Так и вышло, как она сказала: года не прошло, слег парень в горячке и помер, а за ним и мать с отцом с тоски по единственному сыну. Юноша-то был и смельчак, и красавец, и работник на все руки, и невесту ему подыскали, да вот не судьба.
Много лет с тех пор минуло, уж и забыли все о том. Да вот однажды, незадолго до того дня, когда пекут хлеб из нового зерна, налетела на деревню стая злых черных ворон. Не пришлось людям собрать урожай: истребили птицы все до колоска. Отгоняли их камнями и палками, многих убили, но всю стаю одолеть не смогли. Собрались тогда люди на сход, посудили и решили так: чем помирать голодной смертью, надо перебираться в другие края. Место это, видно, проклято, и не будет здесь удачи. Никто такого прежде не видал, чтоб вороны клювами колосья выдергивали и лапами в землю втаптывали. Так и не стало деревни, разбрелась вся. Теперь уж небось и дома повалились, поле кустами поросло. И памяти никакой не осталось!
В старину говорили: держи слово, кому бы ты его ни дал – человеку, зверю или жителю Холмов.
В каменной лачуге, какие строят себе звероловы и пастухи, у огня сидел старик.
Лицо у него было морщинистое, цвета дубленой кожи. Жилистая рука, похожая на узловатый корень, лежала на рукояти посоха. Но среди седых волос, похожих на спутанную пряжу и спускавшихся почти до пояса, виднелись черные пряди. Старик был дряхл, однако сидел прямо и смотрел ясно. Старость не лишила его сил, хотя и оставила глубокие морщины на лице. Губы его беззвучно шевелились, и этим он тоже был похож на всех стариков, которые греются вечером у огня. Почти семьдесят лет он прожил в этой хижине в горах. И вот что странно – никто не застал его юношей или хотя бы мужчиной средних лет. Три поколения окрестных пастухов и звероловов помнили его стариком, как будто этот странный человек никогда и не был молод.
Дряхлели и умирали они сами, рождались и взрослели их дети и внуки. А тот, кто обитал в хижине у ручья, в конце узкой горной тропы, оставался все так же сед и так же прям. Пускай он и ходил, опираясь на посох, – это было больше для вида, чем по необходимости.

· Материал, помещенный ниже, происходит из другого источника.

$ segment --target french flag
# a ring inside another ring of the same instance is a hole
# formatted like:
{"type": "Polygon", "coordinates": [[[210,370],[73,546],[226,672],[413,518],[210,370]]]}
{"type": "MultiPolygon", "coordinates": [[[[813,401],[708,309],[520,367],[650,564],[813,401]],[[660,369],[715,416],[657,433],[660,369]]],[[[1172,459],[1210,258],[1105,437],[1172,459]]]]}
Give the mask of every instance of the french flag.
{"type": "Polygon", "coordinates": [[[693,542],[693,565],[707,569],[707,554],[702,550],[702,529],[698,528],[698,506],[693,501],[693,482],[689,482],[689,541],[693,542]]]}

К нему привыкли, и никого уже не удивляло, что он не стареет. Все его считали колдуном и, встречаясь с ним в горах, боязливо уступали дорогу. Хотя хозяин хижины у ручья не был похож на других колдунов и отшельников. Он не лечил, не помогал советом, не предсказывал будущее, но зато и не трогал никого, не наводил порчу, не морил скот. Разве что любил пугнуть, если незваные гости подходили слишком близко.